Свояк Пожарского умел расположить к себе кого угодно. Когда он спешился и, не чураясь, уселся на траву, пригласив всех последовать ему, то завёл бесхитростную речь про свою службу вместе со смолянами у Скопина, и незаметно вышло так, что стрельцы стали говорить, а он только слушать. Слушая, кивал да поддакивал, воспалялся и кручинно сникал. В том не было ни малейшего притворства. По мягкости натуры, что мешала ему стать отменным ратным воеводой, обладал Иван Андреевич на редкость отзывчивым сердцем. И сильно омрачился он, с крупным большегубым лицом в сабельных рубцах и по-детски чистыми глазами, после того, как один из признавших его стрельцов, Ларивон, поведал о запоздалой попытке служивших со Скопиным смолян, кои собрались в Рославле, прийти на помощь Смоленску в последние дни его осады и вспомнил письмо от матушки, что чудом дошло из-за осаждённых стен и в котором были таковы слова: «Король бьёт по городу день и нощь, а мы тут себе живота не чаем, все помрём — вас же Бог прости и помилуй».
— Не утешиться нам, — размашисто, от всей души осенил себя крестным знамением Хованский, а следом за ним перекрестились его собеседники, — не утешиться, покудова супостата не побьём.
— А нужда ли бить? — буркнул Шалда, досадуя, что присутствие Хованского срывает тайные замыслы.
— Эко! — подивился Иван Андреевич, подметив, что стрельцы вдруг помрачнели и замкнулись. — Отродясь того не бывало, чтоб врагу покоряться.
— Нужда ли бить, — поднялся во весь рост Шалда, — коль наш ополченский воевода князь Пожарский престол московский уже дважды запродал: сперва цесарю Римскому, коего посланец в Ярославле надысь проездом из Персии был, опосля же свеям. Пошто нам царей копить? Без того всяких навидалися, сыты
— Под Москвою? — стал переводить взгляд Иван Андреевич с одного стрельца на другого. — Чем же там стоять лучше, коли токмо стоять?
Шалда не стал отвечать Хованскому, а сам вопросил, продолжая грубо напирать, будто зуд у него был:
— Пошто Пожарский чужих привечает, а своих гонит?
— Кого?
— Ивана Мартыновича Заруцкого да казаков его... Заруцкий прямиком на ляха ходит, Пожарский — крюком. Отчего бы эдак-то?
— Чудится мне, — вздохнув, с огорчением сказал Хованский, — напраслиной да кознями кормят вас, ребята. И кознями злодейскими. Дотла сгорело Тушино, а дух тут, чую, тушинский. Не дай бог, собьётеся. Помнить бы вам апостола Павла: ни досадители, ни лихоимцы, ни разбойники Царствия Божия не узрят.

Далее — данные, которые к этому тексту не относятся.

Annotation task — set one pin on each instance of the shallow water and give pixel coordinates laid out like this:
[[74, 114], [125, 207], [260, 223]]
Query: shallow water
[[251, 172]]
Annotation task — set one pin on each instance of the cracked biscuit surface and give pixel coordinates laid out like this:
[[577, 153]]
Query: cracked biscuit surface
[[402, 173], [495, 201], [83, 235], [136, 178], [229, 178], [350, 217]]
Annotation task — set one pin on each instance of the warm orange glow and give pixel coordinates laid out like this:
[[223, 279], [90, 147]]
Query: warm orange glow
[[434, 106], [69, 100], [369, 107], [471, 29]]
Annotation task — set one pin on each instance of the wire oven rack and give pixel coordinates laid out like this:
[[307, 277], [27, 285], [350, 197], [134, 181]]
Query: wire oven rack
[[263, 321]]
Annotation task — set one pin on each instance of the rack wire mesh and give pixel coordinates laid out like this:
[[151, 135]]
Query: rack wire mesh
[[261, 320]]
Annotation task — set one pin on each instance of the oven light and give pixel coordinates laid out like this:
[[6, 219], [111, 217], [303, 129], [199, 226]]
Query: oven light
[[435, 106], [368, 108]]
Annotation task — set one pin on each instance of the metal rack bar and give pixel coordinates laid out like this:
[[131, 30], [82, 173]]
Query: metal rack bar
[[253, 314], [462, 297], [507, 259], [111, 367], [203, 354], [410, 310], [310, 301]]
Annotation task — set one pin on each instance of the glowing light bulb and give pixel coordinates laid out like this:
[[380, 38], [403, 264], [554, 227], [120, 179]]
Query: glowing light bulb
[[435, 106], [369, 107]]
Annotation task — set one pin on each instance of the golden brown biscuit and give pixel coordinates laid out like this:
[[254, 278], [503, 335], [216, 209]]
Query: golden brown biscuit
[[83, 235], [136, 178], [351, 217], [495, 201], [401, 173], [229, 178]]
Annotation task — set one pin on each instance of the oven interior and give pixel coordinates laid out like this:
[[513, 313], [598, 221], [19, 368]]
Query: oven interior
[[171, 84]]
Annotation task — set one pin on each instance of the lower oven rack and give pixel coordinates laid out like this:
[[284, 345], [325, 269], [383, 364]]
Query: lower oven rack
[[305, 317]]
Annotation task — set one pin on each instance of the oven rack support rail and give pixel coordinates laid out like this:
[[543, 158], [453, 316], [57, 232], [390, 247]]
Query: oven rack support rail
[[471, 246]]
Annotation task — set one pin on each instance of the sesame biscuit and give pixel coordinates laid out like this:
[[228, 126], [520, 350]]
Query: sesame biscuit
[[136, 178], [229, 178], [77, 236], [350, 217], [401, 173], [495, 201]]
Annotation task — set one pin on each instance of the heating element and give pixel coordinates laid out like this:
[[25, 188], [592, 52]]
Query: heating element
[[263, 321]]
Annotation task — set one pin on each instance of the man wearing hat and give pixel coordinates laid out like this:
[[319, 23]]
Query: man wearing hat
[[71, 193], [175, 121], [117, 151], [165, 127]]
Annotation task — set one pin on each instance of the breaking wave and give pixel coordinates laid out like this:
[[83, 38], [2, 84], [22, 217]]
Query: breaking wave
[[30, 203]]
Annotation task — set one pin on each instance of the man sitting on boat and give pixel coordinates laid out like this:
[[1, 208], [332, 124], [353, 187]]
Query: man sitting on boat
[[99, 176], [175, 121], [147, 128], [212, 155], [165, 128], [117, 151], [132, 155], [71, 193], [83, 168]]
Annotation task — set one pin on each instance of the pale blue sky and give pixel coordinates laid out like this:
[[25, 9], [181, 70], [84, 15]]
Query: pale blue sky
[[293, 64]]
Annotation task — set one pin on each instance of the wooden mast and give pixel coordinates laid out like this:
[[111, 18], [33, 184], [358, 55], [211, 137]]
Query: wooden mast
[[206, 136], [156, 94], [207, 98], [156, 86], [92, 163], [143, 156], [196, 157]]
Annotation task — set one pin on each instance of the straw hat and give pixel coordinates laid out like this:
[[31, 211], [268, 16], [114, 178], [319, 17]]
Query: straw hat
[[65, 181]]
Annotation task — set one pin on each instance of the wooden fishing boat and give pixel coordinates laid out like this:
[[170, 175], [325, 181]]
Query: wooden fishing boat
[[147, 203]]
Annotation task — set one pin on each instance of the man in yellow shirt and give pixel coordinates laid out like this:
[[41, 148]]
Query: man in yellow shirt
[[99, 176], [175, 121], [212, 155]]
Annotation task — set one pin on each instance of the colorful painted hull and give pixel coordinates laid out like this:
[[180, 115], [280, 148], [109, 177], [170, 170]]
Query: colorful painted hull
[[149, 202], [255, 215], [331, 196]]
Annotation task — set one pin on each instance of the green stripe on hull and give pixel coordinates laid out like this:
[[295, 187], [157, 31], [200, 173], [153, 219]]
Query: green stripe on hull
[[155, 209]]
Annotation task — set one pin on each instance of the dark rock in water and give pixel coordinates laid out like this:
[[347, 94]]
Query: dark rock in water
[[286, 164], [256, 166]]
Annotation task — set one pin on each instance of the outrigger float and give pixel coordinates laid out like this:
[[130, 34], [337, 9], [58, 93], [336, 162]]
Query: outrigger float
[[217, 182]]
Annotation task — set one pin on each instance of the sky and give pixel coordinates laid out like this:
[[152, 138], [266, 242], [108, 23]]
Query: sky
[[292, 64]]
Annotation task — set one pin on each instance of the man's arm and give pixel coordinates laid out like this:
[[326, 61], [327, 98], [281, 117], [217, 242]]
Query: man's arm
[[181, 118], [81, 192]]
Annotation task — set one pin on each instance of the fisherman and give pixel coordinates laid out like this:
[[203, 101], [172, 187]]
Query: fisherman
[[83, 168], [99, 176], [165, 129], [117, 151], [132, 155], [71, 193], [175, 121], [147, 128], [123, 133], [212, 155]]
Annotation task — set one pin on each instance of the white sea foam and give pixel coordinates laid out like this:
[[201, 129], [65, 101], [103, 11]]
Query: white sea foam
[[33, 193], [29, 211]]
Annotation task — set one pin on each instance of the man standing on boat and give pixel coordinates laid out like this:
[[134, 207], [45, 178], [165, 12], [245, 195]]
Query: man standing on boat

Стрельцы угрюмо призадумались. Один Шалда не унимался:
— Хлеб с солью не бранится. А Пожарский Заруцкого напрочь отверг...
Но словам Шалды не было отклика, словно говорил он их сам себе.
В удручённости посмотрев на него, Хованский поднялся с земли, подошёл к коню.
Стрельцы молча следили, как он вставлял ногу в стремя и перекидывал тело в седло.
Стрельцам было не по себе: не горазды они кривить душою, не горазды лицедействовать. Подосланные Заруцким казаки Стенька да Обрезка, что ухоронились рядом в кустах, подговаривали их совершить гнусное злодейство — убить Пожарского.
И смолян терзала разбуженная совесть. Однако открыться Хованскому они не могли.